Posted by me on Sunday, the 4th day of June, anno domini 2006 at 10:43 PM, local time.

A phrase that sounds so familiar, yet is in Aramaic. And all instances of it my Bible-At-Hand had it translated and the Aramaic relegated to the footnotes. But, I liked the phrase, and think it should be brought into the consciousness of us all a bit more. Marana Tha!

The phrase is simply a request: “Come, O Lord!” and was frequently used by Paul to end his epistles, after the final greetings, entreating Christ to return quickly. Often times I feel that way (surely I should and do wish for that day to quickly come always, but some days, even more so), for surely the burden of our earthly tribulations seems as though it could get no greater and sweet relief would be greatly appreciated.

But, while the wish for The Return to come quickly is certainly a good one, I wonder if it is not quite right to wish for The End merely to avoid one’s own trials and tribulations.

And so, Marana Tha! …but, in the meantime, help me deal with the problems and issues in my life constructively and in accordance with Thy Will, bitte, rather than just ending it all so I don’t have to. Seriously, its not called der finstern Todestal or Rissetal for nothing.

Other such ritualistic phrases are pretty common in the epistles as well as in modern (and ancient) Christian groups. A common one that is rather seasonal, though it needn’t be, is the greeting “He is risen!” during the Easter season. The proper response is, of course, “He is risen indeed.”

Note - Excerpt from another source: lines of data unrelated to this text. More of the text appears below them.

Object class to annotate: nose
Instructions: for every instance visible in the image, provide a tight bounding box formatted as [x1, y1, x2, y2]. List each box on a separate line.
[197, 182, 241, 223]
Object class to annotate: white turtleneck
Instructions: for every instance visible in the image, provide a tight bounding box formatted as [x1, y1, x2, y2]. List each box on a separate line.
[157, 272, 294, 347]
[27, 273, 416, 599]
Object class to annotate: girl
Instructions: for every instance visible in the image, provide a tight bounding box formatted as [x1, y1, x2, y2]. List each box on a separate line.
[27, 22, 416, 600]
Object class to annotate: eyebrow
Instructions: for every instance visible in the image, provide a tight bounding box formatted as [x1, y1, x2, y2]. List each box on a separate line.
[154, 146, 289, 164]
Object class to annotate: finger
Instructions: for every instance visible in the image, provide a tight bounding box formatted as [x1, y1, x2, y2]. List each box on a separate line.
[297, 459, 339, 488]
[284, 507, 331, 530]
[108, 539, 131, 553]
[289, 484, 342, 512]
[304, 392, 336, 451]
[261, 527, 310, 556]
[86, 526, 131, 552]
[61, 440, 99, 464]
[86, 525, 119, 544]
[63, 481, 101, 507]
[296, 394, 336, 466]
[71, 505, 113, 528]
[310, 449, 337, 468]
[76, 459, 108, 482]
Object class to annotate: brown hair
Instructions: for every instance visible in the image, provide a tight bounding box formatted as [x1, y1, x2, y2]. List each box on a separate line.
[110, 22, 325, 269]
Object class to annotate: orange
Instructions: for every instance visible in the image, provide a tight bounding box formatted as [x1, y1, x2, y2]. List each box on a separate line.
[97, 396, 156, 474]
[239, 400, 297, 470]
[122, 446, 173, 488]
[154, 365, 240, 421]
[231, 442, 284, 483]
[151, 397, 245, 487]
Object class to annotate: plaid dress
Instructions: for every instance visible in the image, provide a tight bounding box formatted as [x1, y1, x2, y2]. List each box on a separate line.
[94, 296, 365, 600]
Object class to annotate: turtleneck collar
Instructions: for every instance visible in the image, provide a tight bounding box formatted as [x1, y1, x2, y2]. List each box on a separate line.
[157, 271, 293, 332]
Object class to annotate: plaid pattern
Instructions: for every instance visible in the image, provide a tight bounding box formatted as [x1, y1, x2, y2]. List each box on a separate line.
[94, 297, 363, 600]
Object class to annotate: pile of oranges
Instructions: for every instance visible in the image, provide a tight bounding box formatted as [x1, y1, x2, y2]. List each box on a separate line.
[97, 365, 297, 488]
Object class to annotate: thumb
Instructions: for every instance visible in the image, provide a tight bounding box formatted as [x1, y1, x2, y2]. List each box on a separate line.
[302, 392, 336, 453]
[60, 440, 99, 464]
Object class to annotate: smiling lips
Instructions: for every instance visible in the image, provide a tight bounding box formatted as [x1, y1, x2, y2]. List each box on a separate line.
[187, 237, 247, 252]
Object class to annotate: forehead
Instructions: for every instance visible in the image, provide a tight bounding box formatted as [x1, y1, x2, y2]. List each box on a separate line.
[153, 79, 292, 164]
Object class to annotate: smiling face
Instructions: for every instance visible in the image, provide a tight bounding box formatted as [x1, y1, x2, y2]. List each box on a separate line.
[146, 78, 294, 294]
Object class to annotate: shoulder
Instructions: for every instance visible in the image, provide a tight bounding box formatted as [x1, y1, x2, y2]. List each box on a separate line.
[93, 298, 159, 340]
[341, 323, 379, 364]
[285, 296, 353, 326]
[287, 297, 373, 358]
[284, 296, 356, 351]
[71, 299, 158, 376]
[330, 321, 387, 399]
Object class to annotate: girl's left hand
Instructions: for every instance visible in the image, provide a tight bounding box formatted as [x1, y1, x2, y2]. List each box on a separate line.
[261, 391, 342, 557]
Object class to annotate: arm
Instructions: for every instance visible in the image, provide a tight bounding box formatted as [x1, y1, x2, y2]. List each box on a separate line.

While I recognize that there is no real need to keep these sorts of phrases around for anything other than purely traditional reasons (no one’s soul is in mortal danger if they do not know or frequently say any of these greetings), I, being the traditional tradition-bound Lutheran of traditionality that I am, hope we can carry them on a bit longer. That is mostly done, I suppose, through strong family-church community.

On the subject of the epistles and common phrases used therein, Paul begins most of his letters with (variations depend on translation): “Grace be with you and peace from God our Father and the Lord Jesus Christ.” Another phrase worth saying more often. For those of you wondering where I came up with that wording, its actual a translation of the German version. More common versions in English would be “Grace to you and peace from God our Father and the Lord Jesus Christ” (KJV) or “Grace and peace to you from God our Father and the Lord Jesus Christ” (NIV). Its a phrase reminiscent of the common Greek greeting wishing grace upon a person, and also reminiscent of the Hebrew greeting “Shalom,” meaning Peace. (Even more reminiscent of the longer phrase “Shalom aleichem,” or peace be with you, from which Shalom is the standard shortened version.)

At any rate, its a perfectly good farewell as it is a greeting, so grace and peace to you from God our Father and the Lord Jesus Christ!